蜘郎は嗤いながら刀を構え、そしてアギトを開く。

それに伴い白い蒸気めいたガスが放出する。


「さあ、最後の決着だな!!……あれ?」


「グオ――グッググゥ!?」


それは蜘郎にも巨大爬虫類にも予測できない事態でした。


突如にして突然に……何も存在しない空間から現れた蛇じみた東洋龍。

その龍に巨大爬虫類は急所を噛まれて、更にその強靭で長い体に巻きつかれてしまったのです。


蛇じみた東洋龍の力によって、巨大爬虫類は悲鳴をあげながら、その龍が湧き出た空間に引きずり込まれる。
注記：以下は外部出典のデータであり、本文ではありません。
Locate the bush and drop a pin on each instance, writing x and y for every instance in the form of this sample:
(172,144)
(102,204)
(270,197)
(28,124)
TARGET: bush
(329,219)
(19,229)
そのまま空気に浸透するように消えた2体を呆然と見送る蜘郎…


「今の蛇竜は………蛟賀殿?」


暫くして、鋭く冷徹な目をした日本軍の無骨なロングコート……桔梗紋を胸に付けた将校服姿の男性が、何もない空間から浮き出るように現れました。


それは近衛特将、蛟賀三郎です。


「残念だが魔導書には逃げられた。……一応、騎士たちを拷問して、ある程度の情報は手に入れたが……」


「蛟賀殿……やはり彼女が匿っていたか?」


「ああそうだ、アナスタシアがネクロノミコンを匿っているのは間違いない……」


「つまり、目的は果たしたから、消えた?」


「ちがうな……それだと、手がかりになる痕跡が多い、余裕があるのなら辿られる痕跡は全て消すだろう……アナスタシアは某らに気が付いて、慌てて逃げたな」


「……彼女が目的をはたすために必要な準備は終わってないと?」


「蜘郎……勘違いするな。奴らの事情はどうでもいいのだ……余計なことは考えるな」


「そうか……僕は屋敷に戻るよ、何かの手がかりか、或いは、彼女が戻ってくるかもしれないからね」


「承知した……魔術に疎い某らとは違い魔導師なら、あの痕跡で十分追尾可能だろうからな。……それほどアナスタシアとネクロノミコンは長時間潜伏しないはずだ」


「当然向こうは……」


「追跡者の存在には気が付いているだろう。何かを行うならすぐに仕掛けてくるさ……しかし、目的を放棄するなら……まあいい」


「ところで蛟賀殿……あの巨大な爬虫類ワニは僕の獲物だったんだが?」


「ああ…あれか、あのワニ助は喰ったよ……次からは名前を書いておくんだな……ではな」


そのまま、空気に浸透したように消える蛟賀を、蜘郎は少々納得いかない気持ちで見送りました。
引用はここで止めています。